Consider a video signal in which the same DSP operations are required on the red, green, and blue channels. In this case, the user needs only identify one channel and tell Synphony HLS to use it for multiple signals if it can. If the sample rate is sufficiently low compared to the system clock, the synthesis engine will automatically identify the additional channels and apply the multi-channelization technique to them.
The Synphony HLS engine automatically optimizes the entire design at multiple levels by applying pipelining, scheduling and binding optimizations across language and model boundaries.
Optimizing for the Target Technology
Synphony HLS uses built-in characterization technologies for fast timing analysis. Fast timing analysis is good for quickly comparing the performance of a range of different architectures. But to truly optimize a design, the high-level synthesis engine needs to know the performance of different operators in the target technology. To do this Synphony HLS uses Synplify Premier (FPGA) and Design Compiler (ASIC) for the accurate timing estimation needed to make device-specific optimizations for FPGA and ASIC targets. This methodology enables designers to rapidly explore various architectural tradeoffs from a single model. More importantly, it increases the reliability of verification through design project phases, whether the target is for FPGA prototyping, fast architecture exploration, or ASIC implementation.
Synphony HLS allows users to control and specify the timing of the interfaces to the DSP engine so that it is easier to integrate the design within a SoC design. It takes the (untimed) model and M-language input and compiles it into an intermediate format, which is ‘approximately timed’. This representation specifies latency and has some cycle-accurate timing, but doesn’t yet have full timing information like the RTL description. The hardware design team can use the approximately timed model to check that buffers are sized appropriately at their inputs and outputs.
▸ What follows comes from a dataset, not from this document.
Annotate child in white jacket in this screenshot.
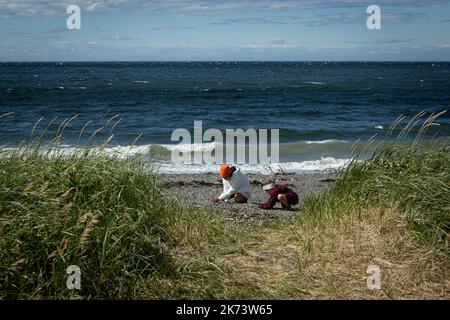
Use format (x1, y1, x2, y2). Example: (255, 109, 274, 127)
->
(212, 164, 251, 203)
Virtual Prototyping and Verification
As well as producing RTL, Synphony HLS generates flexible, high-performance fixed-point ANSI C-models that the verification team can use in virtual platforms for early software development and system simulation, evaluation and analysis. To help verification engineers, Synphony HLS can also auto-generate testbenches.
DSP design is currently one of the fastest-growing application areas in digital electronics. Both DSP architects and hardware design engineers have robust and proven design tools: MATLAB and Simulink for the architects and logic simulation and synthesis for the design engineers. Until now, however, there has been no efficient, automated methodology to bridge the two domains.
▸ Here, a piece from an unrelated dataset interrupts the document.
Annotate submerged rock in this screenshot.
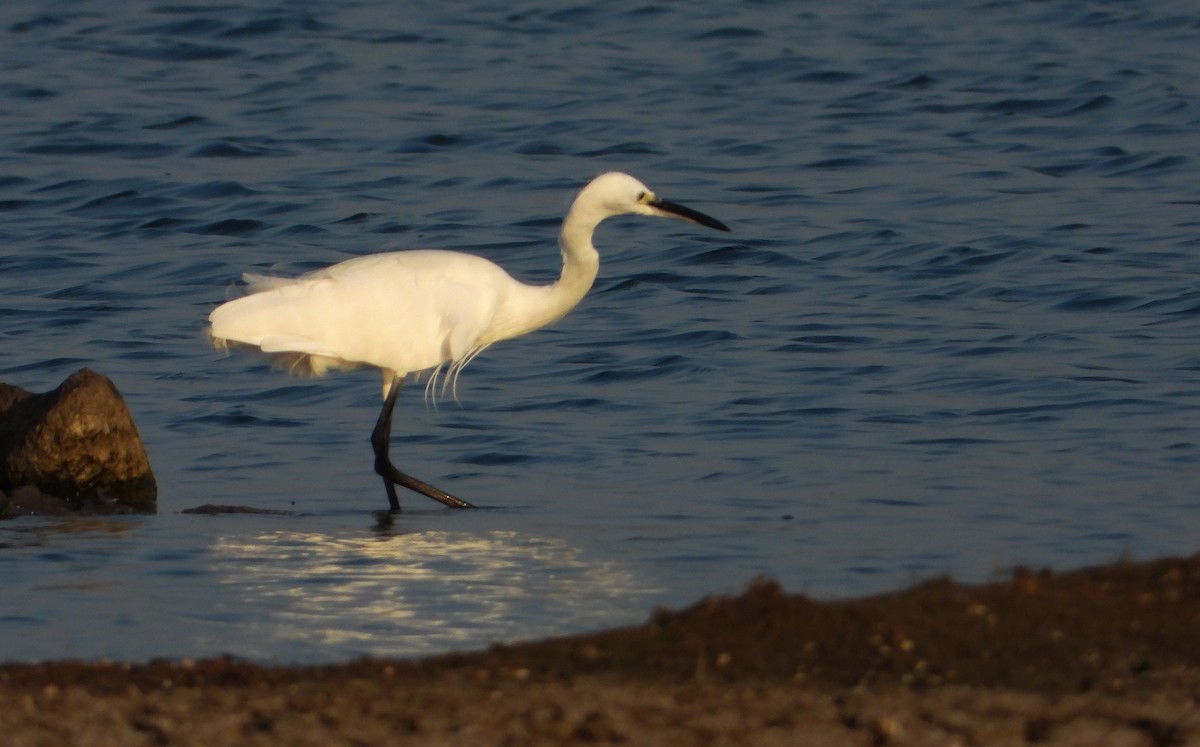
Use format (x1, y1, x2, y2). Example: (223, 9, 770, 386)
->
(0, 368, 157, 516)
Synphony HLS a more automated design and verification flow from high level MATLAB descriptions. It enables algorithm and system engineers to prototype, validate, and explore their algorithm concepts much earlier in the design cycle and it allows them to continue to work at a high level of abstraction and have a smooth handover to the hardware and verification teams.
Hardware designers have a robust starting point with the mixed M-language and model-based specification. Synphony HLS allows them to quickly explore different architectures and select the best for their performance and power goals, and then implement the architecture in their chosen target technology, whether ASIC, FPGA or prototype without having to re-code the design.
Product Marketing Director for High Level Synthesis and System Level Products
Chris Eddington drives the product and technical marketing for high level synthesis and system level products in the Synplicity Business Group.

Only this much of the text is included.